Update a chunk by chunk ID.

This method updates both the text content and metadata of a chunk.

Fails on chunk not found.

Parameters:

Name Type Description Default
element dict[str, Any]

The updated chunk data. Should follow the Element structure with 'text' and 'metadata' keys. Metadata must include 'file_id' and 'chunk_id'.

required
**kwargs Any

Additional keyword arguments for customization.

{}

Returns:

Type Description
dict[str, Any]

dict[str, Any]: The response from the update process. Should include: 1. success (bool): True if update succeeded, False otherwise. 2. error_message (str): Error message if update failed, empty string otherwise. 3. chunk_id (str): The ID of the updated chunk.
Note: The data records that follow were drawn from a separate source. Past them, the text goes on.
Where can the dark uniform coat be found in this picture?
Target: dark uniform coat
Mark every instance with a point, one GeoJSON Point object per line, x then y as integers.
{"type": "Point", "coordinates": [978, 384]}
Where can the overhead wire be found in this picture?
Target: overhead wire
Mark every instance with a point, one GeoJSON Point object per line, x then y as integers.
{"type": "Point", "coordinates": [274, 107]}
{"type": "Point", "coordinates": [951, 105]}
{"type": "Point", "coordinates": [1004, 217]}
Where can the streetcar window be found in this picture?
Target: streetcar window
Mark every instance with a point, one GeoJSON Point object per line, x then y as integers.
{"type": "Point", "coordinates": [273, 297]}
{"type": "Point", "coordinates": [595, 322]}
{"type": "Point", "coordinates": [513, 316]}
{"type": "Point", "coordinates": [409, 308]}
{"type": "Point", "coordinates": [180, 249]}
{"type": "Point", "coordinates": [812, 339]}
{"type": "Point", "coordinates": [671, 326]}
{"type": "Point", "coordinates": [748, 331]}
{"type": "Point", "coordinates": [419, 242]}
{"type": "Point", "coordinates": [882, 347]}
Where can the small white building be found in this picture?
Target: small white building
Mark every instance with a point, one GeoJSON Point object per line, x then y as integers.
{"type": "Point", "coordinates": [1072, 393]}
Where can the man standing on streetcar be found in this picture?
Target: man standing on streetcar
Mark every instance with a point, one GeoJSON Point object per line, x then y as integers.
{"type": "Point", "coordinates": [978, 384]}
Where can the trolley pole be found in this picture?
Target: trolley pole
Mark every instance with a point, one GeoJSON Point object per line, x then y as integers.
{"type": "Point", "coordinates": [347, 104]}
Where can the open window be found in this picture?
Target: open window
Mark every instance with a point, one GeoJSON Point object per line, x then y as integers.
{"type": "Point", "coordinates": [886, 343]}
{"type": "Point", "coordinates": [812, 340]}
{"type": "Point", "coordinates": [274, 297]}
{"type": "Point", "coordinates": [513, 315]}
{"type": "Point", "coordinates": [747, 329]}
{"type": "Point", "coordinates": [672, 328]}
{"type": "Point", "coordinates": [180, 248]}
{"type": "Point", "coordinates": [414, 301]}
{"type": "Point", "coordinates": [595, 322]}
update_chunk_metadata(chunk_id, file_id, metadata, **kwargs) abstractmethod

Update metadata for a specific chunk.

This method patches new metadata into the existing chunk metadata. Existing metadata fields will be overwritten, and new fields will be added.

Fails on chunk not found.

Parameters:

Name Type Description Default
chunk_id str

The ID of the chunk to update.

required
file_id str

The ID of the file the chunk belongs to.

required
metadata dict[str, Any]

The metadata fields to update. Only the provided fields will be updated; other existing metadata will remain unchanged.

required
**kwargs Any

Additional keyword arguments for customization.

{}

Returns:

Type Description
dict[str, Any]

dict[str, Any]: The response from the update process. Should include: 1. success (bool): True if update succeeded, False otherwise. 2. error_message (str): Error message if update failed, empty string otherwise.